Трость оказалась зоркой – ударила точно по пальцам. А затем еще раз, еще и еще – по голове, по лицу, вновь по лицу.
А потом она плакала, прижимаясь носом к его тяжелому темному пальто.
– Мэтр! Но это, как ни смотри, превышение, – не слишком твердо упрекнул некий чин в комиссариате. – По вашей милости, мэтр, парень в больнице.
Учитель пожал широкими плечами.
– Дело чести! А милости у меня к таким нет.
* * *
Жорж Бонис аккуратно въехал в промежуток между двумя палатками, белой и темно-зеленой, оглянулся для верности и заглушил мотор.
– Вроде никому не помешаем. Какие будут указания, мадемуазель?

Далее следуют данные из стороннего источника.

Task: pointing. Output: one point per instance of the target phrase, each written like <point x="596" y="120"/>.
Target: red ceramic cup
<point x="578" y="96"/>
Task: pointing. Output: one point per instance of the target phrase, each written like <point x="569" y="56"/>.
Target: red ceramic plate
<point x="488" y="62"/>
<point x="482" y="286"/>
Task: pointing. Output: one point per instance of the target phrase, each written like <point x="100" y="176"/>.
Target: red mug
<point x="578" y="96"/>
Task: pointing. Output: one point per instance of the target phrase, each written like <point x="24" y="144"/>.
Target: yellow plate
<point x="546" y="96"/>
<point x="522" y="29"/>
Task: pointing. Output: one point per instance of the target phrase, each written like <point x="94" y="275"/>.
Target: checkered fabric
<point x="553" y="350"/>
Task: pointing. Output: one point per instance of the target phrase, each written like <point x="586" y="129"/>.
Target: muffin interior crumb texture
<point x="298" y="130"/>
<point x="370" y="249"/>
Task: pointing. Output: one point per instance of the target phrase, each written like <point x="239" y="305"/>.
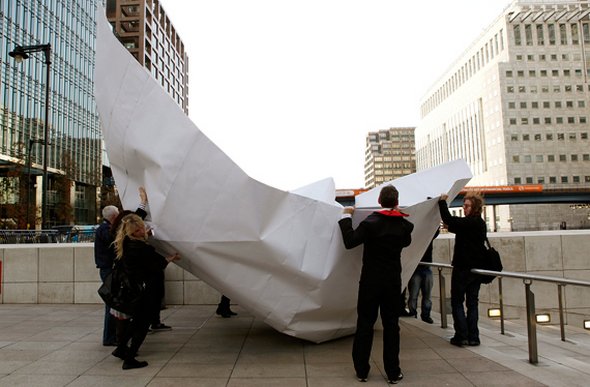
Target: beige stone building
<point x="515" y="106"/>
<point x="145" y="29"/>
<point x="389" y="154"/>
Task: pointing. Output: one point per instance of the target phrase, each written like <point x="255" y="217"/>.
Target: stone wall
<point x="563" y="254"/>
<point x="65" y="273"/>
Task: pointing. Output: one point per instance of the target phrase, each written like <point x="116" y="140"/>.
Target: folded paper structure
<point x="278" y="254"/>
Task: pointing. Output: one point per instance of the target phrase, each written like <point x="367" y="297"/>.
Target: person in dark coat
<point x="141" y="267"/>
<point x="421" y="281"/>
<point x="104" y="255"/>
<point x="384" y="234"/>
<point x="470" y="233"/>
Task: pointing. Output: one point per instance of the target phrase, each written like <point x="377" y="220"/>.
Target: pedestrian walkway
<point x="59" y="345"/>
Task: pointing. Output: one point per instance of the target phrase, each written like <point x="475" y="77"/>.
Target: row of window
<point x="550" y="136"/>
<point x="550" y="33"/>
<point x="550" y="158"/>
<point x="576" y="57"/>
<point x="544" y="73"/>
<point x="552" y="180"/>
<point x="548" y="120"/>
<point x="545" y="88"/>
<point x="547" y="104"/>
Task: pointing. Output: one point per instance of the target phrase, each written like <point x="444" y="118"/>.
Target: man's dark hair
<point x="388" y="197"/>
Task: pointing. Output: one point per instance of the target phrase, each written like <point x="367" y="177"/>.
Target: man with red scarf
<point x="384" y="234"/>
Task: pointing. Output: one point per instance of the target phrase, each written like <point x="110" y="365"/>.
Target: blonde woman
<point x="140" y="268"/>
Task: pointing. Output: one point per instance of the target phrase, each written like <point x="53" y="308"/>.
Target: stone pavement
<point x="59" y="345"/>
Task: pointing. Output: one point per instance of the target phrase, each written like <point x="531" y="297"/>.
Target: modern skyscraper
<point x="515" y="106"/>
<point x="389" y="154"/>
<point x="145" y="30"/>
<point x="64" y="38"/>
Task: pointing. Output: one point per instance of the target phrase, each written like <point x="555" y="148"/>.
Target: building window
<point x="540" y="36"/>
<point x="517" y="37"/>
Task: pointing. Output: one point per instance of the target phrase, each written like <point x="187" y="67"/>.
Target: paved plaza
<point x="59" y="345"/>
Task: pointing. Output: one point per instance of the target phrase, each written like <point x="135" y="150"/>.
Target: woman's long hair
<point x="129" y="224"/>
<point x="476" y="203"/>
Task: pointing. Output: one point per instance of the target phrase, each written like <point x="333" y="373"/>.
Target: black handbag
<point x="119" y="293"/>
<point x="491" y="261"/>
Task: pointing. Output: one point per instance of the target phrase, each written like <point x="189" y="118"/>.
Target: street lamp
<point x="19" y="53"/>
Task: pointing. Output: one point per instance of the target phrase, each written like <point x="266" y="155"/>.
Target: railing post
<point x="561" y="323"/>
<point x="501" y="305"/>
<point x="443" y="298"/>
<point x="531" y="322"/>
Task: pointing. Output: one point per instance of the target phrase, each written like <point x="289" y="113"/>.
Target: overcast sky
<point x="289" y="89"/>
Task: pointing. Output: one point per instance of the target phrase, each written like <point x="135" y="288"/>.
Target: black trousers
<point x="377" y="296"/>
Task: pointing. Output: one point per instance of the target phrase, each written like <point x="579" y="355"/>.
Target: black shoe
<point x="458" y="342"/>
<point x="132" y="363"/>
<point x="427" y="320"/>
<point x="120" y="352"/>
<point x="225" y="313"/>
<point x="160" y="327"/>
<point x="395" y="380"/>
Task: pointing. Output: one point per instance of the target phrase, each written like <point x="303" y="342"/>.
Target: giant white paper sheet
<point x="278" y="254"/>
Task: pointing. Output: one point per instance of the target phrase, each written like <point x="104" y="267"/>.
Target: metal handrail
<point x="529" y="296"/>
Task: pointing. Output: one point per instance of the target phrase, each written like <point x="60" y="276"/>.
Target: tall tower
<point x="144" y="28"/>
<point x="515" y="107"/>
<point x="74" y="139"/>
<point x="389" y="154"/>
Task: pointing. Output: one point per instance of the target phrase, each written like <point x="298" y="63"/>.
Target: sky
<point x="289" y="89"/>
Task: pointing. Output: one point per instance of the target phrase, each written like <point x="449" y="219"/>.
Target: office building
<point x="145" y="29"/>
<point x="389" y="154"/>
<point x="73" y="145"/>
<point x="515" y="106"/>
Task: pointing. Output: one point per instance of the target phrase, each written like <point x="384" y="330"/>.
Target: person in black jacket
<point x="421" y="281"/>
<point x="104" y="256"/>
<point x="470" y="233"/>
<point x="384" y="234"/>
<point x="141" y="267"/>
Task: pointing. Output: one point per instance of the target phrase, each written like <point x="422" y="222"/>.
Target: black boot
<point x="131" y="363"/>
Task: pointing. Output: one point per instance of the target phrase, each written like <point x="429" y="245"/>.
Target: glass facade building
<point x="74" y="147"/>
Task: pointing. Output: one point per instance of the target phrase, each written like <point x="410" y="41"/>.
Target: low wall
<point x="66" y="273"/>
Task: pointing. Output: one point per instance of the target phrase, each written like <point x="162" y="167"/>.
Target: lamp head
<point x="18" y="54"/>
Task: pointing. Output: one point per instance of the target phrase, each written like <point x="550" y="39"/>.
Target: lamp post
<point x="19" y="53"/>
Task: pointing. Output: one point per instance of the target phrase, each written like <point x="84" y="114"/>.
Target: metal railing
<point x="62" y="235"/>
<point x="530" y="302"/>
<point x="529" y="297"/>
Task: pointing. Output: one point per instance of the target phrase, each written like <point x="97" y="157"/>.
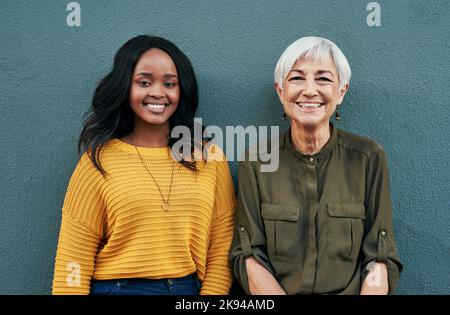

Мод поглядела на циферблат. Почти добрались, хоть и не так быстро, как думалось. Восемьдесят километров, если по прямой, однако на перегруженном шоссе не разгонишься, особенно на «Вспышке». Но все-таки прибыли, хоть и не в Шартр. В сам город решили благоразумно не въезжать, учитывая все те же габариты американского подарка. Командор пробега Шапталь, это учтя, заранее навела справки и без труда обнаружила искомое: муниципальную стоянку для автомобилистов, в просторечии именуемую заморским словом «кемпинг». Западная окраина Шартра, широкое поле, разноцветные палатки, а до центра десять минут на такси.
– Устраивайтесь, – рассудила Мод. – А я пойду будить нашего кулинара. Съездим с ним в город, вернемся, да, пожалуй, здесь и заночуем. А завтра – к точке номер один. Вы, Жорж, карту изучите, чтобы не через город, а в объезд.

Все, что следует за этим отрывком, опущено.